= Lewis Atterbury the elder =

English clergyman and writer (died 1693)

Lewis Atterbury D.D., the elder (died 1693) was an English clergyman and writer.

==Life==
He was the son of Francis Atterbury, rector of Middleton-Malsor, Northamptonshire. He became a student of Christ Church, Oxford in 1647; submitted to the authority of the visitors appointed by the parliament; took the degree of B.A. on 28 February 1649, and was created M.A. on 1 March 1651, by dispensation from Oliver Cromwell, at that time chancellor of the university.

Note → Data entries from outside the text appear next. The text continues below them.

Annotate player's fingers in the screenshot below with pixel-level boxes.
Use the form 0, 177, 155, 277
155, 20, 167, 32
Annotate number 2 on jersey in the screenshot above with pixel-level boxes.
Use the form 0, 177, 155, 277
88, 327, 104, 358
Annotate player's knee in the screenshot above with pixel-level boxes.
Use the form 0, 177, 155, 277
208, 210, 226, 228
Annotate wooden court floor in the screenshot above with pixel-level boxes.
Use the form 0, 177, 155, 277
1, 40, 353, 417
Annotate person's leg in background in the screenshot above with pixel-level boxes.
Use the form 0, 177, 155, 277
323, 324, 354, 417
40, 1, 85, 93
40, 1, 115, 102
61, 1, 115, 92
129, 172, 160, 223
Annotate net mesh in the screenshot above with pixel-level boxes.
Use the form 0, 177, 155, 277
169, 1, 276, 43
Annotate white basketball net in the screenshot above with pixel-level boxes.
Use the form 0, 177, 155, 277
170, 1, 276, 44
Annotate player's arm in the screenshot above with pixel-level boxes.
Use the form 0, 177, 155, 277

In 1654 he was made rector of Great or Broad Rissington in Gloucestershire, and in 1657 received the living of Middleton-Keynes, near Newport Pagnell, Bucks.

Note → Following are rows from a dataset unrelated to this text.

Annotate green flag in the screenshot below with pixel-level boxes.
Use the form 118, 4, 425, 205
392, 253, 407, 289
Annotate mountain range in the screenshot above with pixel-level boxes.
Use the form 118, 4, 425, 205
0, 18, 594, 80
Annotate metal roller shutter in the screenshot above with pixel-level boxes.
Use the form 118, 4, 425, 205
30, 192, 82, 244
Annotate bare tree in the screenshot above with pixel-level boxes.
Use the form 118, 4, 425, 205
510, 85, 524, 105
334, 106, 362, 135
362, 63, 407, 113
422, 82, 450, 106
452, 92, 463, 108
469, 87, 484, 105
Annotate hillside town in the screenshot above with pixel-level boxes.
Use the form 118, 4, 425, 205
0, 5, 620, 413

At the Restoration Atterbury took care to have his titles to these benefices confirmed by taking a presentation under the great seal. On 25 July 1660, he became chaplain to Henry, Duke of Gloucester, who died at the end of the year; and on 1 December 1660 he took the degree of D.D. He seems to have been, in his later years, involved in litigation, which necessitated his frequent attendance in town. On 7 December 1698, as he was returning home after one of his visits to London, he was drowned near Middleton-Keynes, and there buried.

==Works==
Atterbury published the following sermons:

- A Good Subject, or the Right Test of Religion and Loyalty (on Prov. xxiv. 21, 22), 17 July 1684.
- The Grand Charter of Christian Feasts, with the right way of keeping them (on 1 Cor. v. 8), 30 November 1685.
- Babylon's Downfall, or England's Happy Deliverance from Popery and Slavery (on Revelation xviii. 2), preached at Guildhall Chapel on 28 June 1691, and published at the desire of the court of aldermen.

==Family==
Atterbury married and left two sons: Lewis Atterbury the younger; and Francis Atterbury, Bishop of Rochester.